Exposure to wireless phone emissions and serum β-trace protein
- Lennart Hardell
- Fredrik Söderqvist
- Michael Carlberg
- Henrik Zetterberg
- Kjell Hansson Mild
Published online on: August 1, 2010
The lipocalin type of prostaglandin D synthase or β-trace protein is synthesized in the choroid plexus, lepto-meninges and oligodendrocytes of the central nervous system and is secreted into the cerebrospinal fluid. β-trace protein is the key enzyme in the synthesis of prostaglandin D2, an endogenous sleep-promoting neurohormone in the brain.

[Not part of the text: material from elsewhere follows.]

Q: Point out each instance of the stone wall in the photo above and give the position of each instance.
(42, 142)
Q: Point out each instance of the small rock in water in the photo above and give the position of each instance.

Electromagnetic fields (EMF) in the radio frequency (RF) range have in some studies been associated with disturbed sleep. We studied the concentration of β-trace protein in blood in relation to emissions from wireless phones. This study included 62 persons aged 18-30 years. The concentration of β-trace protein decreased with increasing number of years of use of a wireless phone yielding a negative β coefficient = -0.32, 95% confidence interval -0.60 to -0.04. Also cumulative use in hours gave a negative β coefficient, although not statistically significant. Of the 62 persons, 40 participated in an experimental study with 30 min exposure to an 890-MHz GSM signal. No statistically significant change of β-trace protein was found. In a similar study of the remaining 22 participitants with no exposure, β-trace protein increased significantly over time, probably due to a relaxed situation. EMF emissions may down-regulate the synthesis of β-trace protein. This mechanism might be involved in sleep disturbances reported in persons exposed to RF fields. The results must be interpreted with caution since use of mobile and cordless phones were self-reported. Awareness of exposure condition in the experimental study may have influenced β-trace protein concentrations.